Sales of previously-owned US homes rose unexpectedly in January, but prices tumbled to the lowest in nearly nine years, a US industry group has said.
The National Association of Realtors said sales climbed 2.7 per cent month on month to an annual rate of 5.36 million units from a downwardly revised 5.22 million pace.
Compared with January last year, sales were up 5.3 per cent. The median home price fell 3.7 per cent from a year-ago to $158,800 (£98,217), the lowest since April 2002.
Barclays Capital economist Michael Gapen in New York said it had expected unit sales to rise to a 5.25 million-unit rate in January and the analyst consensus was for a 5.22 million-unit rate.
“The recent activity provides further evidence that the housing market has stabilised,” he said.

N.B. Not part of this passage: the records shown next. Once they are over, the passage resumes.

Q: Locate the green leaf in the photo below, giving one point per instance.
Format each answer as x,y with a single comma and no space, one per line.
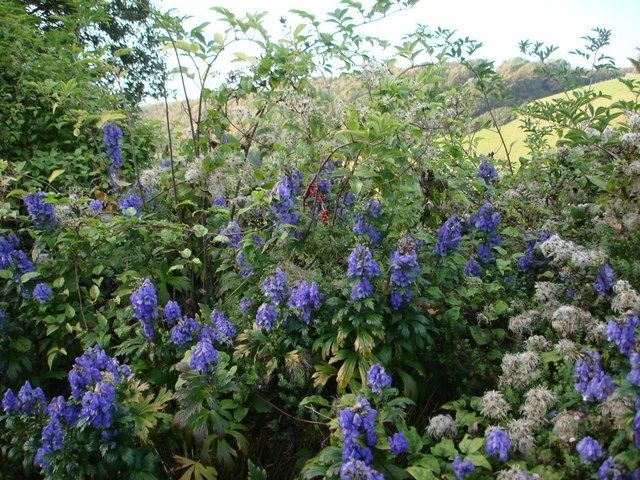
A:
55,174
200,231
94,292
480,461
480,335
29,276
445,448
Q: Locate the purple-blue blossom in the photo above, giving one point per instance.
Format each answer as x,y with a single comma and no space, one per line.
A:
132,201
623,335
484,253
10,403
233,233
245,268
40,212
244,305
363,288
361,263
634,374
204,357
112,134
590,380
605,278
354,469
377,378
51,440
90,368
497,444
397,444
486,219
98,405
472,268
609,470
487,172
184,331
145,306
171,312
355,422
96,206
305,298
222,330
449,236
589,449
275,287
266,316
462,468
42,293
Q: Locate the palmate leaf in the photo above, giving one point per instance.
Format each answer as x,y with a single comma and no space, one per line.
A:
195,469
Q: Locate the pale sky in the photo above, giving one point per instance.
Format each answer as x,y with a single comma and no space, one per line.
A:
498,24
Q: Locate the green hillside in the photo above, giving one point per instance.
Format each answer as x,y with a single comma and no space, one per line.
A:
489,141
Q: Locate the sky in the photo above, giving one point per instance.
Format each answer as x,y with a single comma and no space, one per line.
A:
498,24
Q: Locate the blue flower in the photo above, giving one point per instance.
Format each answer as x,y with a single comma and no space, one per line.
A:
362,227
449,236
275,287
361,289
590,380
472,268
184,331
397,443
462,468
204,357
354,422
10,403
484,253
604,279
624,336
52,440
377,378
634,374
589,449
41,213
354,469
171,312
42,293
609,470
285,193
266,316
404,267
487,172
112,134
233,233
362,264
223,330
98,405
60,408
486,219
90,368
145,303
497,443
244,305
96,206
305,298
246,269
130,201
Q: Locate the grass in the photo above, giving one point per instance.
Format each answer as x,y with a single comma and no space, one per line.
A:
489,141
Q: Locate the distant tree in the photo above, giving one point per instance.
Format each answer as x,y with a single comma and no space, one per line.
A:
123,30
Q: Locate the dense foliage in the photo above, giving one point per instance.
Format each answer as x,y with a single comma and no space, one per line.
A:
307,287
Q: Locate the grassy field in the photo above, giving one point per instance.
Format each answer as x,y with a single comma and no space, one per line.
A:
489,141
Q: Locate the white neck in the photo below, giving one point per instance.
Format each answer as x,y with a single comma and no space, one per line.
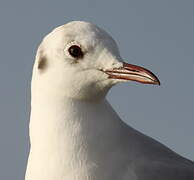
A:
70,135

“We expect the recent improvement in home sales to persist, albeit at a more moderate pace than observed in the second half of 2010. We see sales as supported by continued improvements in labour market conditions, but constrained by tight credit standards and higher mortgage rates.”
The NAR has been accused of over-counting existing home sales. The Wall Street Journal on Monday quoted California real estate analysis firm, CoreLogic, as saying the NAR could have overstated home sales by as much as 20 per cent.
NAR dismissed the claim and chief economist Lawrence Yun told reporters: "I would be highly surprised if it was 20 per cent."
The NAR also revised the sales rates for the past three years, which showed 2010 sales little changed.